Confesiones del Dr. Gavilán: mis problemas con la autoridad


Ahondando en la línea intimista y confesor de estos títulos.
Mi relación con la autoridad no ha sido, honestamente, fácil. Incluso alguna vez, durante la adolescencia y más allá en los primeros años de adultez, me gané alguna amenaza de arresto que otra. Se puede decir que era una época de rebeldía…
Más tarde, pasé a ser crítico con la autoridad. Pero una crítica negativista, sin ningún ánimo de construir, sino casi de fastidiar, al ilustrar la vacuidad del ejecutor del poder.
Con el tiempo, creí más útil pasar a ser constructivo, sin dejar de ser crítico. Incluso comencé, casi sin solución de continuidad, a ser colaboracionista, lo cual me llevó a recibir críticas, a veces merecidas…
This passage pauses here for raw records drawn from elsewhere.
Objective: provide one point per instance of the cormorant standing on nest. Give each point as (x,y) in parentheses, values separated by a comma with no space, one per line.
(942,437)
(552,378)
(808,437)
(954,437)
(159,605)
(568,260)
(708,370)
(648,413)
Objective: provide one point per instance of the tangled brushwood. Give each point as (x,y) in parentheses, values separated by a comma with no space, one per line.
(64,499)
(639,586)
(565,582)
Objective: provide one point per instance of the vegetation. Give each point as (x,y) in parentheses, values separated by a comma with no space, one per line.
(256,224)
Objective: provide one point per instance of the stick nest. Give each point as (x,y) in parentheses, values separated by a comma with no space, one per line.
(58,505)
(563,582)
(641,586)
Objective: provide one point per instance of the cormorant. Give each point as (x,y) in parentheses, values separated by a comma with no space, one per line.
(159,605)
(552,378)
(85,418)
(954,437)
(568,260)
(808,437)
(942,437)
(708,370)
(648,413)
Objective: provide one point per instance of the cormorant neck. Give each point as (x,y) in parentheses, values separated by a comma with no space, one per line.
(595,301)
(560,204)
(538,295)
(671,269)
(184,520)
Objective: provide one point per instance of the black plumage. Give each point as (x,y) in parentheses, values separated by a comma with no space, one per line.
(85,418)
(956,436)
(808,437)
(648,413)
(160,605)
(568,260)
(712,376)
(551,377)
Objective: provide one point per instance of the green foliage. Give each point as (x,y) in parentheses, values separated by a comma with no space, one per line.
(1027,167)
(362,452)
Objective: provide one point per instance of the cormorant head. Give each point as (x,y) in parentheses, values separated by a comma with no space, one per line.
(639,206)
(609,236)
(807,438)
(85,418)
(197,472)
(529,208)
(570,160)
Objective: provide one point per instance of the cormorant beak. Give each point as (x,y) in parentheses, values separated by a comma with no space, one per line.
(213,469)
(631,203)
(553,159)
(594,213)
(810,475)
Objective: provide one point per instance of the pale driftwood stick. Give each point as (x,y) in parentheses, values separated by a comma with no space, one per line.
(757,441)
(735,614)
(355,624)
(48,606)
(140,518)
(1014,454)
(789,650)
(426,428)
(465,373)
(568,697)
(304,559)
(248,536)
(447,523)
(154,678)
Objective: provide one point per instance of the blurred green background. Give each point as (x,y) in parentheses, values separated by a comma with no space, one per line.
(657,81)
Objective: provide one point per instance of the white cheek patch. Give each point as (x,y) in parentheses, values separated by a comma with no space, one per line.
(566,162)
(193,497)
Creo que ahora toca ser otra cosa. Aún por definir. Pero probablemente vaya por esta línea que ahora comento.
Hace unos meses, coincidí con uno de esos maestros a los que hice alusión en el post que inauguraba esta saga. Alberto Pardos, médico de familia y facilitador de procesos, había venido a Plasencia a continuar con una tarea que le había encargado la Gerencia meses antes: intervenir en las turbulentas relaciones entre la propia Gerencia y un centro de salud urbano, acreditado para la docencia especializada. Estábamos tomando unos vinos mientras le manifestaba mi descontento y desilusión por entender que “los de arriba” no facilitan la labor de “los de abajo” ni parecen tener ganas de mover un sólo ápice por cambiar ni mejorar las cosas. Y compartimos experiencias mutuas de relaciones complejas con la autoridad y la forma de afrontar dichas relaciones.
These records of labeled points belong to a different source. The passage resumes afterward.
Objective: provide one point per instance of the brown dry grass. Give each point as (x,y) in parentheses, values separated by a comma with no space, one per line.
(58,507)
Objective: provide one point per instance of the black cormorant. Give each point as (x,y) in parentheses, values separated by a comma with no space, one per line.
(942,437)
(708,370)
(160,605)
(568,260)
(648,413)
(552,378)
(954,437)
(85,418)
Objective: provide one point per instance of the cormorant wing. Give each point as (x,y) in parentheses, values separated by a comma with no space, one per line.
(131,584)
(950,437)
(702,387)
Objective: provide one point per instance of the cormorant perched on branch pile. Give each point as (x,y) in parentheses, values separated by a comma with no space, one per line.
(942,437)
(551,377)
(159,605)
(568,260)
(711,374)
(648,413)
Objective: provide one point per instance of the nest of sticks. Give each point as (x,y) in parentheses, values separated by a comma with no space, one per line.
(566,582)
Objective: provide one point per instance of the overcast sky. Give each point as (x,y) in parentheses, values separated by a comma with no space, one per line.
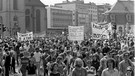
(52,2)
Para explicarme una forma eficaz de afrontar estos problemas, me introdujo primero lo que significa la teoría general de los sistemas (de la que tanto había oído hablar durante la residencia y nadie nunca me supo explicar en qué consistía) y lo que es la facilitación de procesos. Y me contó una interesante anécdota que le pasó hacía unas semanas.
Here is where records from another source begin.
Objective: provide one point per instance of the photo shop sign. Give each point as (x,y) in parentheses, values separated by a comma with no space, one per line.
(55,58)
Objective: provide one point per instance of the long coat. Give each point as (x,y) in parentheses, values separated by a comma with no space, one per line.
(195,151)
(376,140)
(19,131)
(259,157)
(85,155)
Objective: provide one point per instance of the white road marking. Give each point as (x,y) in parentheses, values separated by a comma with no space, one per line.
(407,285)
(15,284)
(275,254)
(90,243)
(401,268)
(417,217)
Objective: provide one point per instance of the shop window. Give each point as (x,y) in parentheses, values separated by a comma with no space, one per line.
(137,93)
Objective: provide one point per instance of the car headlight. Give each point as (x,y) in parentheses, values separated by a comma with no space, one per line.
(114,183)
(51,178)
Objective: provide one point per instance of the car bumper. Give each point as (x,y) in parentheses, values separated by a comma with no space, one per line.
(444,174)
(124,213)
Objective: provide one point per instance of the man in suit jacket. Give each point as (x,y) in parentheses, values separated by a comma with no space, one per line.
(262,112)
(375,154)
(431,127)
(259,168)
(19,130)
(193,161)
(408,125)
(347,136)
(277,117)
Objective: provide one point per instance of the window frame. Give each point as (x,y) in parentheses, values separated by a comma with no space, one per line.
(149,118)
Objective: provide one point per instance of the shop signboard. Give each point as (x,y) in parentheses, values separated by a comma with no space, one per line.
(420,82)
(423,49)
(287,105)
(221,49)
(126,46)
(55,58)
Me venía a decir que lo fácil es caer en la confrontación con la autoridad (llámese ésta como se llame), pero que esa actitud no conduce a nada satisfactorio. Entiende él, desde un enfoque sistémico, que en estos casos suele haber una discrepancia en el orden de las preferencias y los valores de cada cual. La actitud más provechosa consiste en 1) tener claro tu esquema de valores y prioridades y 2) hacerles ver las cosas como tú las ves…
El ejemplo que ilustra esta forma de afrontamiento de la discrepancia (según lo recuerdo): Hace unos días ví en el programa Callejeros una escena que me impactó. Era un grupo de guardias locales que trataban de disuadir a un joven ebrio a que entrara a su casa por una orden de alejamiento. La policía no sólo no lograba controlar la tensión del momento, sino que avivaba la ira del chico, de manera que al final se tuvo que pedir refuerzos y reducirlo a la fuerza. Pobre manera de afrontar una situación difícil. Como se trataba de la policía local de mi ciudad, me fui a hablar con el jefe y les ofrecí un taller de afrontamiento de situaciones difíciles. De esta manera podrán adquirir habilidades para evitar confrontamientos que no llevan más que a la frustración.
Sabio este chico. A mi me ha enseñado mucho. Por eso lo considero un maestro. Gracias, Alberto, ¡a ver si consigo ver las cosas algún día como tu las ves!
(Imagen extraída de “Consultoría Interactiva“).